The Mudcat Café TM
Thread #73868   Message #1285316
Posted By: freda underhill
30-Sep-04 - 06:30 PM
Thread Name: BS: Child abuse Pitcairn
Subject: RE: BS: Child abuse Pitcairn
ideas about free sex on idyllic pacific islands go back to Margaret Mead. Her reputation as an anthropologist was founded on her book, Coming of Age in Samoa, published in 1928 and based largely on her interviews with two young Samoan women, Fa'apua'a Fa'amu and Fofoa. At the time of her visit to Samoa, Mead, a graduate student, was only 23 years old, scarcely older than the interviewed "girls" whom she called her "merry companions." Embarrassed and offended by Mead's constant questions about sex, a taboo topic in Samoa, the two decided to play on Mead what they thought would be a harmless joke. They had no inkling that Mead was an anthropologist who would go home and write a book about what they told her. To them she was just a young, naive, meddlesome tourist.
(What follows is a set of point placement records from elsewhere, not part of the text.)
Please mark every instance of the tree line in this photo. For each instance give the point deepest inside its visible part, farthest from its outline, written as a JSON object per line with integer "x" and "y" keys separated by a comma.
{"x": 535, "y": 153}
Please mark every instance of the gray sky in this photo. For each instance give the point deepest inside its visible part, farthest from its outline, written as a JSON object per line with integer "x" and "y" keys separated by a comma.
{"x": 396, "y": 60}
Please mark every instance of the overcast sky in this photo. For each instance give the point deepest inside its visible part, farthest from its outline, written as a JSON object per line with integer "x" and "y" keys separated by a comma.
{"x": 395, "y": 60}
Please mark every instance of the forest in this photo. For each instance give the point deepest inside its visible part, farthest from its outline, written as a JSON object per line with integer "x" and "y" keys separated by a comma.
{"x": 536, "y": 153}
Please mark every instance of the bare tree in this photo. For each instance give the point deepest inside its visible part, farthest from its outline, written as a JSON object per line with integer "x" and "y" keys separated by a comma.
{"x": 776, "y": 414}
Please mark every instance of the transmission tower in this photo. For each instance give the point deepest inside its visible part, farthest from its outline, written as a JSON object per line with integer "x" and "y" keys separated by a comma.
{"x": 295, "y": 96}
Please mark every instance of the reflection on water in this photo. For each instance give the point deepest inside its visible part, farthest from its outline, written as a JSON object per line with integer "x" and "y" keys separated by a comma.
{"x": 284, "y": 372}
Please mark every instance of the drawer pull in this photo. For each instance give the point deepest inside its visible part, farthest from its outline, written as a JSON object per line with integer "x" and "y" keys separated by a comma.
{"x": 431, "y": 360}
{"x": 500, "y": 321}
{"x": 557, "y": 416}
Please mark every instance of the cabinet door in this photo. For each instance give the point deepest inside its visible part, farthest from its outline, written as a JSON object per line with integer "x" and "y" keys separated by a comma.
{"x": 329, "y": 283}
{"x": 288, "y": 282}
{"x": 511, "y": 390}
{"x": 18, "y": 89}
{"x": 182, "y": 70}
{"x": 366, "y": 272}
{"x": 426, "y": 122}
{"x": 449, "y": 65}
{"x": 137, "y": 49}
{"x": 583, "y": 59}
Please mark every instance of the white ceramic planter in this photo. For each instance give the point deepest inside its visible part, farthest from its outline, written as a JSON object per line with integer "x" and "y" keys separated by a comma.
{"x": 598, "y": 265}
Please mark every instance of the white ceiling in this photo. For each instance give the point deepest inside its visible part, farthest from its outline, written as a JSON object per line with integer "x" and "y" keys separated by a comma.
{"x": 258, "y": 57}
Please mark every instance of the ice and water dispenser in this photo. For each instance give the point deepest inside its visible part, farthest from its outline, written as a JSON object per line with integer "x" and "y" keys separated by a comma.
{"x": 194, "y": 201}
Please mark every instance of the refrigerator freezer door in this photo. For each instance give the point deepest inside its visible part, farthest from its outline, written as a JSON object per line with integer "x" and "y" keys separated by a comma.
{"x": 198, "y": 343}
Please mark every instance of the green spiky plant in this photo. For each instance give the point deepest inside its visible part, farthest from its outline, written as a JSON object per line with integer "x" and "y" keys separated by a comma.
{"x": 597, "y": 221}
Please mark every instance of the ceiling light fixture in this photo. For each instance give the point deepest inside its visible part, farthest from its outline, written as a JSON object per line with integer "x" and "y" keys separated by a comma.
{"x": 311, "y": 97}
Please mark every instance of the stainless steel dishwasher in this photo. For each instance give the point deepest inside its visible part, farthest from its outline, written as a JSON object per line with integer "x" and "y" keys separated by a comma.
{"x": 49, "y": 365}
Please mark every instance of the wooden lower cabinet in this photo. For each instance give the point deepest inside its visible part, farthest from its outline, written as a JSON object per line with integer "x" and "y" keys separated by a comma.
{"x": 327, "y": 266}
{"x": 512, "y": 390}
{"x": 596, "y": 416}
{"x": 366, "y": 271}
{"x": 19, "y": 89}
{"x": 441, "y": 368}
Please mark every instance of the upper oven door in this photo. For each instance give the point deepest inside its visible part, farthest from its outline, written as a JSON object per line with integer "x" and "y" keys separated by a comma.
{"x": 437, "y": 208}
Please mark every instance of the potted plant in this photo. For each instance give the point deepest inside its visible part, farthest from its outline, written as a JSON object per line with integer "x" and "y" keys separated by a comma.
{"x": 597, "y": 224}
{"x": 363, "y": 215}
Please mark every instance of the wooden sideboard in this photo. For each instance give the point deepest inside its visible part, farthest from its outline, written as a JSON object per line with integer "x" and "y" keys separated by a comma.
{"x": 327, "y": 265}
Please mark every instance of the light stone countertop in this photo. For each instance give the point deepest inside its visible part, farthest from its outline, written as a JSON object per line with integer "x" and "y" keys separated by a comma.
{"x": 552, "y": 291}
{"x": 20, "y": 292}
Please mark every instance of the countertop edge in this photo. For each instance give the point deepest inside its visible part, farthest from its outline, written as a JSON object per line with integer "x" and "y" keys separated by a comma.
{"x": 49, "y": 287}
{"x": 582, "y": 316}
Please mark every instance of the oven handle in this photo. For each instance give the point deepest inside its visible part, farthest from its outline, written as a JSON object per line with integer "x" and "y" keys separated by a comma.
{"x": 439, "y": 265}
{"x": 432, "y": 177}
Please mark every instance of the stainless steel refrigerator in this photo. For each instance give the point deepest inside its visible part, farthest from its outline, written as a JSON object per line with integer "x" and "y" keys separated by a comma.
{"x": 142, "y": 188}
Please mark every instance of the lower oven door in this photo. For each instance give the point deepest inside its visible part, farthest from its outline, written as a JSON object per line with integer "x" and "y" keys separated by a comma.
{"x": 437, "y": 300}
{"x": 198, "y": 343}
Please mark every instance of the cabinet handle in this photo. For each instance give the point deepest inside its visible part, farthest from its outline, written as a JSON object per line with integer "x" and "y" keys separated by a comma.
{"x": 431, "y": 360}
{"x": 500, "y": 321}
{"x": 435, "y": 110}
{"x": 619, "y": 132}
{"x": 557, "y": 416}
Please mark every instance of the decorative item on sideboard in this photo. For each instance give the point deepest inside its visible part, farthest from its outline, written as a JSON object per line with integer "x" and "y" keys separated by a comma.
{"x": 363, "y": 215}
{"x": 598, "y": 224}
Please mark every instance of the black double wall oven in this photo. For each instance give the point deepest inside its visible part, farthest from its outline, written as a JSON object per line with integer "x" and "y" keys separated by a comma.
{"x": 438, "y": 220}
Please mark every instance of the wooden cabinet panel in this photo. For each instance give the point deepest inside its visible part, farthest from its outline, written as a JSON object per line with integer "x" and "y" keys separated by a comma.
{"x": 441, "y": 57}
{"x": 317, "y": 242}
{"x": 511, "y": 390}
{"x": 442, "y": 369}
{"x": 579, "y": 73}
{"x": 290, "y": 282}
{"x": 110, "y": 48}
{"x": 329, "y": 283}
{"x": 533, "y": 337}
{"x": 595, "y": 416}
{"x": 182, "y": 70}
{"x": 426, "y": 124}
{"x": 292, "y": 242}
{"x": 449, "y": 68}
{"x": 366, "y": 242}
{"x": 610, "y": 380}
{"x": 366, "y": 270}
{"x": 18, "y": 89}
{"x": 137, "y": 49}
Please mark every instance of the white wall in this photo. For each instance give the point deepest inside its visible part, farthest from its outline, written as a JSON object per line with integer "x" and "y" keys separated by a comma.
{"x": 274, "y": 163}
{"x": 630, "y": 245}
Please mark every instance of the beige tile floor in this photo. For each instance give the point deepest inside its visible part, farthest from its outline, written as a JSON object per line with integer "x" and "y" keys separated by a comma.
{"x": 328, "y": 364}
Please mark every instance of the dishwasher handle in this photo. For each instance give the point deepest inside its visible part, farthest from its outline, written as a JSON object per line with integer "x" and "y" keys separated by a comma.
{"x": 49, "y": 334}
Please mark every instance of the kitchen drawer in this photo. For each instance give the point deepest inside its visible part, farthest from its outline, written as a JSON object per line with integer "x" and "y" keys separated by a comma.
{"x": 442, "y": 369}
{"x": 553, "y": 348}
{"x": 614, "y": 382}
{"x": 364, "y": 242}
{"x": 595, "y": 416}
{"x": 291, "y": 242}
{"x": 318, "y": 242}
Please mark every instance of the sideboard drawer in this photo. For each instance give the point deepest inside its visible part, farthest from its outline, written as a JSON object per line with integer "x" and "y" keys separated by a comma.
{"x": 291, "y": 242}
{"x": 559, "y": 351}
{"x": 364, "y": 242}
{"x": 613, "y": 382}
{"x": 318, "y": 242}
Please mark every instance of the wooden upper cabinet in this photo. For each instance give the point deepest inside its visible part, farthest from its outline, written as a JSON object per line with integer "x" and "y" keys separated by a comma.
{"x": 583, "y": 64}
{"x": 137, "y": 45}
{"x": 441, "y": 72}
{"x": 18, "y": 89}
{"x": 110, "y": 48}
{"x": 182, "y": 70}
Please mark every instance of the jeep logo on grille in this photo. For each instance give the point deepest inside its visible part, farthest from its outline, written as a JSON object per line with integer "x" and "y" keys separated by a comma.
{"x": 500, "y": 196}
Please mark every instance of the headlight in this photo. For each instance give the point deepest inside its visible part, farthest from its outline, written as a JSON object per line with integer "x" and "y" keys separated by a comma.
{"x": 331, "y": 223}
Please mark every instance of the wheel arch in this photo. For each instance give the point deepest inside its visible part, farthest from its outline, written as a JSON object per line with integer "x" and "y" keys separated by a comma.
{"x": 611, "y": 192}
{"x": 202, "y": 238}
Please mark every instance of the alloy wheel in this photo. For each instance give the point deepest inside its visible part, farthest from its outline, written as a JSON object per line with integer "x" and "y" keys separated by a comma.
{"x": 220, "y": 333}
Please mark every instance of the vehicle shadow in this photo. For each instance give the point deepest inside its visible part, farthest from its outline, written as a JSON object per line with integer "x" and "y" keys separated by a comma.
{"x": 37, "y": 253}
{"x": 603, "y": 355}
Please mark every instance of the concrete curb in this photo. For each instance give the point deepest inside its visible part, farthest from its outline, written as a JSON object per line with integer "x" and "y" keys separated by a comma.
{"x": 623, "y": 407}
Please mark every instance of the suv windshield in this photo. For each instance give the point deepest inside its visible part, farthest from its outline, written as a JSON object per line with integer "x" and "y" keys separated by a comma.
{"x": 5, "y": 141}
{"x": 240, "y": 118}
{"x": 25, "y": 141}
The two merry companions told Mead everything she wanted to hear. Yes, adolescents had complete sexual freedom, moving stress-free from childhood to adultery. Samoans were a happy, free-love people. Poor Mead bought it all. And not only did she accept the wild stories of the young women, but so too did the general public and the anthropological community. Mead's book was not only a best seller, fuelling a sexual rebellion among young people, but it was widely adopted as a university text in anthropology.

When in 1983 Australian anthropologist Derek Freeman exposed the story in Margaret Mead and Samoa: The Making and Unmaking of an Anthropological Myth, he was vilified by his colleagues and American Anthropological Association members formally denounced his book as "unscientific."

Unfortunately for Freeman's critics Fa'apua'a Fa'amu remained alive and in a 1991 interview the elderly grandmother confirmed everything that Freeman had said. "Samoan girls," she confessed, "are terrific liars when it comes to joking. But Margaret accepted our trumped-up stories as though they were true. Yes, we just fibbed and fibbed to her."